Two officers walked toward them, and with them came Orth Bodmer, the Chief Councilor. Bodmer's thin face was lined with deep worry as he confronted Gordon.

“Highness, this is a sorry homecoming,” he faltered; “God send you can prove your innocence.”

“Jhal Arn has kept our return and what happened out there off the Pleiades, a secret?” Gordon asked quickly.

Orth Bodmer nodded. “His Highness is waiting for you now. We are to go at once to the palace by tubeway. I must warn you that these guards have orders to kill instantly if any of you attempt resistance.”

They were swiftly searched for weapons, and then led toward the tubeway. Guards entered the cars with them. They had seen no one else, the whole spaceport having been cleared and barred off.

It seemed a dream to John Gordon as they whirled through the tubeway. Too much had happened to him, in too short a time. The mind couldn't stand it. But Lianna's warm clasp of his hand remained a link with reality, nerving him for this ordeal.

In the great palace of Throon, they went up through emptied corridors to the study in which Gordon had first confronted Arn Abbas.

Jhal Arn sat now behind the desk, his handsome face a worn mask. His eyes were utterly cold and expressionless as they swept over Gordon and Lianna and the two space-captains.

“Have the guards remain outside, Bodmer,” he ordered the Councilor in a toneless voice.

Orth Bodmer hesitated. “The prisoners have no weapons. Yet perhaps-”

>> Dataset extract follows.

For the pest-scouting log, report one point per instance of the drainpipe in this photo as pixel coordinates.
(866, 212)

“Do as I order,” rasped Jhal Arn. “I have weapons here. There's no fear of my brother being able to murder me.”

The nervous Chief Councilor and the guards went out and closed the door.

Gordon was feeling a hot resentment that burned away all that numb feeling of unreality.

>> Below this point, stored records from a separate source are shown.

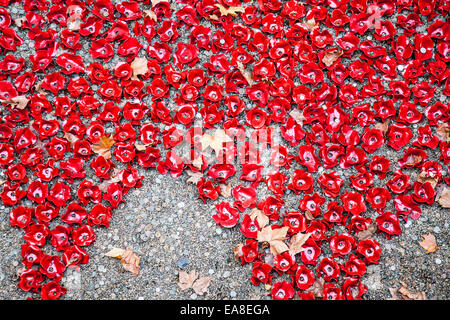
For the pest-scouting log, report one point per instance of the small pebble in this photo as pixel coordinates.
(183, 262)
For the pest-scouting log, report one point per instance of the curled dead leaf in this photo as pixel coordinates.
(423, 177)
(274, 237)
(238, 251)
(186, 280)
(139, 67)
(260, 216)
(382, 126)
(130, 261)
(428, 243)
(317, 288)
(297, 241)
(406, 294)
(215, 141)
(201, 285)
(103, 147)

He strode a step forward. “Is this the kind of justice you're going to deal the Empire?” he blazed at Jhal Arn. “The kind of justice that condemns a man before he's heard?”

“Heard? Man, you were seen, murdering our father!” cried Jhal Arn, rising. “Corbulo saw you, and now you've killed Corbulo too.”

“Jhal Arn, it is not so!” said Lianna. “You must listen to Zarth.”

Jhal Arn turned somber eyes on her. “Lianna, I have no blame for you. You love Zarth and let him lead you into this. But as for him, the studious, scholarly brother I once loved, the brother who was plotting all the time for power, who struck our father down-”

“Will you listen?” said Gordon furiously. “You stand there mouthing accusations without giving me a chance to answer them.”

“I have heard your answers already,” rasped Jhal Arn. “Vice-Commander Giron told me when he reported your coming that you were accusing Corbulo of treachery to cover up your own black crimes.”

“I can prove that if you'll just give me a chance!” Gordon declared.

“What proof can you advance?” retorted the other. “What proof, that will outweigh the damning evidence of your flight, of Corbulo's testimony, of Shorr Kan's secret messages to you?”

Gordon knew that he had come to the crux of the situation, the crisis upon which he would stand or fall.

He talked hoarsely, telling of Corbulo's treacherous assistance in helping Lianna and him escape, of how that escape had been timed exactly with the assassination of Arn Abbas.

“It was to make it look as though I'd committed the murder and fled!” Gordon emphasized. “Corbulo himself struck down our father and then said he'd seen me do it, knowing I wasn't there to deny the charge.”

He narrated swiftly how the Sirian traitor captain had taken him and Lianna to the Cloud, and briefly summarized the way in which he had induced Shorr Kan, by pretending to join him, to allow him to go to Earth. He did not, could not, tell how, his ruse had hinged on the fact that he was really not Zarth Arn at all. He couldn't tell that.